I swear I am going to get kicked out my online mommy chat group one of these days. My mouth is too big.
And, I am probably not the best candidate for mommy groups and am, in fact, a pariah of mommy groups and sometimes I even wonder why I participate in them. See, I'm a mother, but it's just one hat among the many I wear. It's not something that preoccupies my time 100 percent because I also have obligations to my "kids" at school, my husband, my family, my friends, and myself. Perhaps my priorities aren't in the right places, especially this year when unfortunately even unknowingly I will probably put my school kids before my real kids at times as I get used to teaching this age group, but who says where our priorities should be? And, I guess mommy groups (duh, the whole reason for a mommy group is to talk about mommy stuff!) put the priority on being a mother. I think that I refused long ago, unconsciously, to allow my sole identity to be 'a mother'. It's a big part of me, but I don't want the emphasis to be on that because if not, I would personally go crazy and not love my kids as much as I do by learning to separate my roles.

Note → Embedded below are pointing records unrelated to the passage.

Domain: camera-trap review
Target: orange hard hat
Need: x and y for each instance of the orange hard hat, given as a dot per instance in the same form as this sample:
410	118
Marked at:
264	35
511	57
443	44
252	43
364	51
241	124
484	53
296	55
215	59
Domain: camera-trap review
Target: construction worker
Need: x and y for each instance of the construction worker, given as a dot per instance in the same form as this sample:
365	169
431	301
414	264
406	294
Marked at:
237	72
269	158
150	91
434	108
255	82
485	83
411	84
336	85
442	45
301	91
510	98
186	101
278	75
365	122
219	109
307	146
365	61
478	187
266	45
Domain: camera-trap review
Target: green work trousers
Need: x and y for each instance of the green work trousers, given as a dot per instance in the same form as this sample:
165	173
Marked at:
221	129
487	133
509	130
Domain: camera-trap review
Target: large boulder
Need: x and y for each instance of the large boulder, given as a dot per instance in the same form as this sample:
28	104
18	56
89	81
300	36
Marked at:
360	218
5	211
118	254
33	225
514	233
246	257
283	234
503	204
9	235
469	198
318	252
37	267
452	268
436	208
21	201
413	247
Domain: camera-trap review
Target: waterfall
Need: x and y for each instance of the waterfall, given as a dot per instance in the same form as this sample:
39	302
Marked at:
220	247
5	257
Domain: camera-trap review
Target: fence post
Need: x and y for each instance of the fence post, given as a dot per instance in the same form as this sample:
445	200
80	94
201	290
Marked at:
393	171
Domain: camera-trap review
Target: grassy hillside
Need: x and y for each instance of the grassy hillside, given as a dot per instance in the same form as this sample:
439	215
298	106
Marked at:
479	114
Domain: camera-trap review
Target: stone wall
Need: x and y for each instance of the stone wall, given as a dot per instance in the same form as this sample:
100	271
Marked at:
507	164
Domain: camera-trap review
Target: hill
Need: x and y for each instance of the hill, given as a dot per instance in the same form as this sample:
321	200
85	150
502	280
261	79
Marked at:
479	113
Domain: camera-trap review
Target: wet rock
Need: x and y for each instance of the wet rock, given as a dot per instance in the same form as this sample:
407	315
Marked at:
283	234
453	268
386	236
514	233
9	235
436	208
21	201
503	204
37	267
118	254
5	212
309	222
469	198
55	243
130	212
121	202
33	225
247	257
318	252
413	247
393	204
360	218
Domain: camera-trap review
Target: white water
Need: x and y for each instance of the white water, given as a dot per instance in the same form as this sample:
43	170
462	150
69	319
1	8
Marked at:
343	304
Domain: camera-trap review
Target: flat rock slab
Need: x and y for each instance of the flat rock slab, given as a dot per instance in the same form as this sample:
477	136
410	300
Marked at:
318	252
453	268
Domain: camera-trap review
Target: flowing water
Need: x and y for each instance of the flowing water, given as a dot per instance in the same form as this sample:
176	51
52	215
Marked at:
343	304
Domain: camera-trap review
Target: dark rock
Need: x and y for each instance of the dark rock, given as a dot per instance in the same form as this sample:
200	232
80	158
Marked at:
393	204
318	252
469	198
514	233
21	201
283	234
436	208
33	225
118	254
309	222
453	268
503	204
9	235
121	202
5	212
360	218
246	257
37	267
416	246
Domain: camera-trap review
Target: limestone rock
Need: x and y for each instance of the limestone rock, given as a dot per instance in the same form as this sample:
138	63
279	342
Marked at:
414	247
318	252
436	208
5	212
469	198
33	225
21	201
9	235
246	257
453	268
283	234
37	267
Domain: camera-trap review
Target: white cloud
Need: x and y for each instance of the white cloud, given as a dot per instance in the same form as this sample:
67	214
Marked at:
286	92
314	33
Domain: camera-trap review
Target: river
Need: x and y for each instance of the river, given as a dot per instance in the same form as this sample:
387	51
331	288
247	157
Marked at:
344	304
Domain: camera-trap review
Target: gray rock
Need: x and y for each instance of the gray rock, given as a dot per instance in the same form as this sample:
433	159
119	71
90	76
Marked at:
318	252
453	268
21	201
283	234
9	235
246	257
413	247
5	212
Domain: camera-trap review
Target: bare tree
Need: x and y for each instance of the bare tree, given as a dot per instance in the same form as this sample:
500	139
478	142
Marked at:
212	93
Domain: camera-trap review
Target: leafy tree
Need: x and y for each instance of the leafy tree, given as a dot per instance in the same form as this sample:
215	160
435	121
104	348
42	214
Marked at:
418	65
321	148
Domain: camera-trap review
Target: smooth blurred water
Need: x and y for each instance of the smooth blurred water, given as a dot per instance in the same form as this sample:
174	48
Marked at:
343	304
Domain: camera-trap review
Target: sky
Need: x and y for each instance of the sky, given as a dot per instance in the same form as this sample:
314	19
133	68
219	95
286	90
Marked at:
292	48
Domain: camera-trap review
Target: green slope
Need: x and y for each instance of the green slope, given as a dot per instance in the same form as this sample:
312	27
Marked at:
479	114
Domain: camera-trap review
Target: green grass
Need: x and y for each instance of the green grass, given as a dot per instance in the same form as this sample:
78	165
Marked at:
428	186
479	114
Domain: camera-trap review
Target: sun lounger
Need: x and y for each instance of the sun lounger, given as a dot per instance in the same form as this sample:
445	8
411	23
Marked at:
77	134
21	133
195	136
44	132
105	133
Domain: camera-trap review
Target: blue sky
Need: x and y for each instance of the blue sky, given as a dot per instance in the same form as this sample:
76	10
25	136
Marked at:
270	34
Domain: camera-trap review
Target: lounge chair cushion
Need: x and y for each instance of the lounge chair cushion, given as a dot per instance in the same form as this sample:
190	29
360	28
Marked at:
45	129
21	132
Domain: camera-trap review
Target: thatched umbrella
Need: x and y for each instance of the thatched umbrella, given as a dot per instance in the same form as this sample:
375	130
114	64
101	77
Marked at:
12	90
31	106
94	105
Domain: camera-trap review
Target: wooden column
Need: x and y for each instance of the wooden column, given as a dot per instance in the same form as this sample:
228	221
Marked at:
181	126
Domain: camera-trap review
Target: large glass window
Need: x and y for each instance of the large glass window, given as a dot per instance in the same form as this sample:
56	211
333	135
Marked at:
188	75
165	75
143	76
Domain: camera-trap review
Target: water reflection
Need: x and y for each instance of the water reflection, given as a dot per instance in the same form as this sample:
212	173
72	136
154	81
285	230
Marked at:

So, the whole debate came when someone started a thread on leaving your kids in the car. The example was extreme, 2 hours leaving a child alone in the car and of course I would disagree with that type of behavior for many reasons I won't get into here. I didn't think anything of it until someone else wrote a comment on seeing a lady leave their crying baby in the car the other day and wanting to find the police to report the lady.
Well, if the police should be called for that, then the damn social services should be called on me! Seriously, I overreacted, but I actually felt for that lady! She is probably the best mom out there and someone would think of calling the authorities on her just because she might just be running up to get her son from piano practice or across the street to get a baguette? I know this probably wasn't the exact circumstance and I wasn't there so I can't judge from a distance, but how many times have I left the kids in the car to run back up home to get something? I just thought it was a normal practice.
Then, I actually did a big no-no (I know, I was asking for trouble) and admitted to leaving Gab upstairs on the 5th floor asleep while my mom and I went to the restaurant on the 1st floor of our building. The baby monitor could have reached, but we didn't have one, so I just went back up once to check on him. We have also gone on a 15 to 20 min. walk at 10 at night when the kids are sound asleep and now I remember going down to McDonalds to get an ice cream after putting the kids to bed when Etienne wasn't here. All the while, I'm thinking all of this is normal behavior, doesn't everyone do things like this? But, the mommy group didn't agree.
Actually, to be fair, while most disagreed with leaving your children alone for any amount of time, the only remark that kind of hurt was that a decision that puts your children in danger couldn't be respected and that I was putting my kids in danger. Well, isn't being a mommy putting your children in danger? Isn't childbirth putting your children in danger? Isn't living life in general putting your children in danger? Gab probably has 10 times more of a chance to hurt himself under my supervision running around the park or the apartment 8 hours during the day than he does 2 hours at night fast asleep in a crib where he can't get out. I would never leave them now to do that because Gab can get out of his room, but at the age he was at the time, there was even less risk of him getting hurt at night in his crib than there was during the day.
Anyway, the whole debate kind of pushed some buttons.